In order to compare the effects of X1 and X2 on the outcome we need to translate the results into a standardized format. Instead of using the arbitary one-unit scale, we ask how much does the outcome change when we observe at a large change in each IV.

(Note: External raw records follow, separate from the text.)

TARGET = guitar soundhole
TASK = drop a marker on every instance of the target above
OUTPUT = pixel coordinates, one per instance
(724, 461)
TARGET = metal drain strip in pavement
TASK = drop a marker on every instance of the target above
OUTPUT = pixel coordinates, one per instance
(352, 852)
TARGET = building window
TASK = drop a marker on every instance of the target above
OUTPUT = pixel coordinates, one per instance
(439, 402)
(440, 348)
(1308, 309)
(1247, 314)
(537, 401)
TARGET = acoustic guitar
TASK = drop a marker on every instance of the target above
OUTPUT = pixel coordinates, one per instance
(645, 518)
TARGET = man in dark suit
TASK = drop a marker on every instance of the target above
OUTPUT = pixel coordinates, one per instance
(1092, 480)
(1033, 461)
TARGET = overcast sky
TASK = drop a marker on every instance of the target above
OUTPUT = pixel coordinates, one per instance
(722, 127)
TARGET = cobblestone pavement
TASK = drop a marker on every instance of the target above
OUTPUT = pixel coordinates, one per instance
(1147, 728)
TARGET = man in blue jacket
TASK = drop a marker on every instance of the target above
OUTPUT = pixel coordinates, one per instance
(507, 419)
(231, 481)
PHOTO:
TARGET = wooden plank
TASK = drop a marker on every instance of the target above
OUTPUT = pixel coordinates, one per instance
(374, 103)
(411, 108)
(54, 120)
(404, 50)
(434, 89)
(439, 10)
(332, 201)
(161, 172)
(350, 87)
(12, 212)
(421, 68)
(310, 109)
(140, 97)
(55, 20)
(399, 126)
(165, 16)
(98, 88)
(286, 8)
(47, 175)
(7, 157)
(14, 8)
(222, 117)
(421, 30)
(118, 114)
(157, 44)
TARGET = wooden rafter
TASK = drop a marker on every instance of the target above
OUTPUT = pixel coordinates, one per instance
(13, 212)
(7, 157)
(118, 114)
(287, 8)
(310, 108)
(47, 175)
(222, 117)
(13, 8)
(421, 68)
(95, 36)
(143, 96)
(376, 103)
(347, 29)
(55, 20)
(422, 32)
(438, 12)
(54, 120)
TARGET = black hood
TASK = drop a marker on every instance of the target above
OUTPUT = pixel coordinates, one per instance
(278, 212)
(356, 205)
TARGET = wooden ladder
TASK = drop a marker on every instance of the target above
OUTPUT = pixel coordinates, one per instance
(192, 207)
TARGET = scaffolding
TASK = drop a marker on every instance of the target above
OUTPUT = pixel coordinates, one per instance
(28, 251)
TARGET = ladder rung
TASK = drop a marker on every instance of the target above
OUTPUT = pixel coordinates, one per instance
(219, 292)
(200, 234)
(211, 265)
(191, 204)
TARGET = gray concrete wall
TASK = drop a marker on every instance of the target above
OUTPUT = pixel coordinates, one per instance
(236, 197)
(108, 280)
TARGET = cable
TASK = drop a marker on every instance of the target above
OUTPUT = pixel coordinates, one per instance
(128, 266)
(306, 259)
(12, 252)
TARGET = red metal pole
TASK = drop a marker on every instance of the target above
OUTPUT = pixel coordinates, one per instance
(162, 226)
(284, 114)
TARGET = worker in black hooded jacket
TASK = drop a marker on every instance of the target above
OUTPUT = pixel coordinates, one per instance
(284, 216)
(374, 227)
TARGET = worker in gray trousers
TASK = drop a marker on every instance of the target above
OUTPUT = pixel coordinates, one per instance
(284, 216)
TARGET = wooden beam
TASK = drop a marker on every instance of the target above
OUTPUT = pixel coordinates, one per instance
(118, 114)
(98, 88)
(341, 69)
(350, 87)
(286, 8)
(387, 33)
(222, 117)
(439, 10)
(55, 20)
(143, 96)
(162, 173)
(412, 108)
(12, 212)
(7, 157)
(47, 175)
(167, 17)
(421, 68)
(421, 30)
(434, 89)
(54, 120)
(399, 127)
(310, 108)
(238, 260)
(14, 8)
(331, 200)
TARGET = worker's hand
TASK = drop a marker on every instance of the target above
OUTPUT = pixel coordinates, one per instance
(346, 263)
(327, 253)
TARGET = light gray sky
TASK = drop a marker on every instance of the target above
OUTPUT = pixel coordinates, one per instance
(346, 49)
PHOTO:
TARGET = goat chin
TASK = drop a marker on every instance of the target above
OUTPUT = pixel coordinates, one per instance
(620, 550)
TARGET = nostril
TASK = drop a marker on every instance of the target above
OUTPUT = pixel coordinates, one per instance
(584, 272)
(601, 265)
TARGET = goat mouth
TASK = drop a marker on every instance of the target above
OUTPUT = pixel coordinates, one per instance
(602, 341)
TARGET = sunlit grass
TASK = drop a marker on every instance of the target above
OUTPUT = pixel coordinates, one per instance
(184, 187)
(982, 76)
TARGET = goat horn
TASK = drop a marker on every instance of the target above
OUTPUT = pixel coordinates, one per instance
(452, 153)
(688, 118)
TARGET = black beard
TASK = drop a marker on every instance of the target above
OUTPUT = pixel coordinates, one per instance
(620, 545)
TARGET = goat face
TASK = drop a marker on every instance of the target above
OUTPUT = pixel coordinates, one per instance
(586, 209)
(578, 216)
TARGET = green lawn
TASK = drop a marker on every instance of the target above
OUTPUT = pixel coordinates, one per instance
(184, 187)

In this case we are using an increase in each X from it’s 25th to 75th percentile to represent a large change.
Since the range of 25th to 75th percentiles are consistent across all IVs we can now compare their effect sizes since they are all in comparable scales.
INTERPRETATION OF B: A one-unit change in X results in a B change in Y. INTERPRETATION OF EFFECT SIZE: A large change in X results in an effect size change in Y. Where large is consistently operationalized as X.75 - X.25 for each variable.
It is really important to note that when trying to establish the relative importance of variables the B coefficients in a regression are NOT comparable. Effect sizes associated with each X are comparable.